- Coordinates: 46°42′N 71°17′W﻿ / ﻿46.700°N 71.283°W
- Country: Canada
- Province: Quebec
- Region: Chaudière-Appalaches
- Effective: January 1982
- Dissolved: December 31, 2001

Government
- • Type: Prefecture

Area
- • Total: 419 km^{2} (162 sq mi)
- • Land: 422.26 km^{2} (163.04 sq mi)
- There is an apparent contradiction between two authoritative sources

Population (2001)
- • Total: 78,808
- • Density: 186.6/km^{2} (483/sq mi)
- • Change (1996–2001): ▲4.2%
- • Dwellings: 30,179
- Time zone: UTC−5 (EST)
- • Summer (DST): UTC−4 (EDT)
- Area code: 418

= Les Chutes-de-la-Chaudière Regional County Municipality =

Les Chutes-de-la-Chaudière (/fr/) was a regional county municipality and census division in Quebec. It and Desjardins Regional County Municipality were formed from the division of Lévis County in the 1980s.
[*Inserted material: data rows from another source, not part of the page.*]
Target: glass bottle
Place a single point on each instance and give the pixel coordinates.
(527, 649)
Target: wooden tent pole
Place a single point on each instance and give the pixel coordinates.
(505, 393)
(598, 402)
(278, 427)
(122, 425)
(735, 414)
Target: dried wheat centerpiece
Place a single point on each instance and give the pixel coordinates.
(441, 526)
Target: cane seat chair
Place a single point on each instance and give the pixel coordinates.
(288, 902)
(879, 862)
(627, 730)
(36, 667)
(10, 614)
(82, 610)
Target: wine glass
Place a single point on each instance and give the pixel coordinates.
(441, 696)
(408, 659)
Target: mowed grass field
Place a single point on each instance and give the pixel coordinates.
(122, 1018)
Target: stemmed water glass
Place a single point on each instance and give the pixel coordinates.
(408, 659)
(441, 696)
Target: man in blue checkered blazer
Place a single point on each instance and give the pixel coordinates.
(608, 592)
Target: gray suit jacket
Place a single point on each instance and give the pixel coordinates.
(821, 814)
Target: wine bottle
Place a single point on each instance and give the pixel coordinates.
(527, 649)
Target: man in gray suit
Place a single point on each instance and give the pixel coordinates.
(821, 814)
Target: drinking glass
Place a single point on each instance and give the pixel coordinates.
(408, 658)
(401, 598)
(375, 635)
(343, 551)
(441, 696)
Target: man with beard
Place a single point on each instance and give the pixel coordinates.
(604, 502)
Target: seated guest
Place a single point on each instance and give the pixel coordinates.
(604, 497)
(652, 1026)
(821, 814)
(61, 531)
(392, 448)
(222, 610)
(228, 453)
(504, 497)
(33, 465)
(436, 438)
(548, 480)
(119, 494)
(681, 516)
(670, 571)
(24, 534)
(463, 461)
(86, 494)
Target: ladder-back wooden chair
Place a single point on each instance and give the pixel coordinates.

It ceased to exist when most of it, along with most of Desjardins RCM, amalgamated into the expanded city of Lévis on January 1, 2002.

==Subdivisions==
Les Chutes-de-la-Chaudière RCM consisted of:
- Charny
- Saint-Étienne-de-Lauzon
- Saint-Jean-Chrysostome
- Saint-Nicolas
- Saint-Lambert-de-Lauzon
- Saint-Rédempteur
- Saint-Romuald
- Sainte-Hélène-de-Breakeyville

==Dissolution==
When Les Chutes-de-la-Chaudière RCM was dissolved, nearly all of its components amalgamated into the newly expanded Lévis:

- Saint-Étienne-de-Lauzon, Saint-Nicolas, Saint-Redempteur composed the borough of Les Chutes-de-la-Chaudière-Ouest.
- Charny, Saint-Jean-Chrysostome, Saint-Romuald, and Sainte-Hélène-de-Breakeyville composed the borough of Les Chutes-de-la-Chaudière-Est.
- Saint-Lambert-de-Lauzon remained independent and joined La Nouvelle-Beauce Regional County Municipality.